A literatura, a arte, de modo geral, é prolífica em apresentar personagens em conflito com a sombra, com o espelho, com o reflexo, a alma, o outro. Alice através do espelho; Dorian Gray e seu retrato; a rainha-madrasta de Branca de Neve e o seu espelho bancando o oráculo e por que não? – considerando a vaidade como vereda do destino – verdadeiro algoz? Narciso encantado pelo próprio reflexo – fundador da auto-consciência – ou a nova teoria da alma humana, no prisma de Machado; e Guimarães Rosa, para citar apenas uma de suas “estórias”, ao engendrar seu diálogo de espelhos,  peça de ourivesaria espelhada no conto do Mestre, estilhaçando-nos com sua pergunta: “– Você chegou a existir?” Seriam infindáveis os exemplos do espelho como espaço de experimentação. Outras vezes é o interlocutor que se assemelha ao reflexo, induzindo à reflexão por parte do locutor, nos diálogos que tanto podem ser duetos ou duelos. A boneca Emília e o sábio sabugo Visconde; Édipo e a esfinge; Caim e Abel; a presença do outro que faz as vezes de comparsa, de cúmplice, na condição de contraponto, numa interação dialógica da voz e com sua contraluz.
Para a construção do conhecimento, todo e qualquer conhecimento, é necessário o conhecimento do outro, a consciência do saber diverso que o interlocutor traz é básico, é ponto de partida para adenar o argumento.
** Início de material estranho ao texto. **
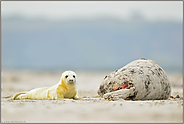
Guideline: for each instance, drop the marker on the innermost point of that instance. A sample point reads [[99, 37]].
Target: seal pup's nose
[[71, 80]]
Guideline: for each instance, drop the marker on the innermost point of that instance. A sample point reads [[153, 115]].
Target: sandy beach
[[91, 109]]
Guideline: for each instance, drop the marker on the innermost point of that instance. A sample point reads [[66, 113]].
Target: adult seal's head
[[69, 77]]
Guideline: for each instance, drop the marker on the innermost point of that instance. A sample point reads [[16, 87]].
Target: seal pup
[[65, 88]]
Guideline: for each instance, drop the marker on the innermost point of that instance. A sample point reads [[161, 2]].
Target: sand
[[91, 109]]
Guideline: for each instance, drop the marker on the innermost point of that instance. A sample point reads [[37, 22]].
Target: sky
[[63, 10]]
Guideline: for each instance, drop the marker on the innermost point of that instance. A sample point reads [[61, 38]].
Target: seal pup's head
[[69, 77]]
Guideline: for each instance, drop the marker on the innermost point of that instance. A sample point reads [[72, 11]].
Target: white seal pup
[[141, 79], [65, 88]]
Tão fundamental ao pensamento, pois é na relação de alteridade que se instala a crítica, é o crítico (que pode ser o auto-crítico) que instaura a perspectiva responsável pela justa medida. Pois o pensamento pode ser embriagante, entorpecedor, alienante como na alegoria platônica d´O mito da caverna. Nunca é demais resgatar uma boa história, fábula ou mito. A parábola escrita pelo filósofo em “A República”, além de sua discussão central entre essência e aparência, discute a importância do diálogo, da alteridade, da opinião dissonante no processo epistemológico. Recordando aquele único habitante da caverna  que se liberta dos grilhões e que, após ver a luz e a realidade fora da caverna, entra em contato com a verdade filosófica por oposição às crenças e superstições, é o diálogo com esta outra realidade que faz que ele construa um novo paradigma. E supondo o seu retorno a fim de libertar seus companheiros, o embate com os ainda acorrentados é uma interação dialógica que pode fazer com que ele reforce sua filosofia ou mesmo a descarte.          
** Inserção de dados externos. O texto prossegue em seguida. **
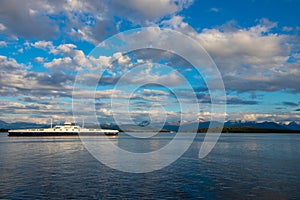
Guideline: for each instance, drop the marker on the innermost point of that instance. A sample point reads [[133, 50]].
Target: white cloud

O dialogismo que tanto ocorre na dimensão ontológica, enquanto fenômeno, voltado para o sujeito e também em nível epistemológico, quanto existe como conceito, direcionado para o objeto pode ser capaz que atender problematizações que ultrapassam processos lineares ou linearizantes, analíticos, que não operam na interface, reduzindo a complexidade pós-moderna. O dialogismo, o diálogo compreendido de forma plural enquanto locus e processo de construção intersubjetiva de sentidos. São as várias vozes que dão ao saber um caráter polifônico que começa a se aproximar do que a realidade encerra. A aprendizagem e a construção do conhecimento são, pois, concebidos como aspectos integrantes da prática. Prática em articulação com a teoria, aliando sonho e ação.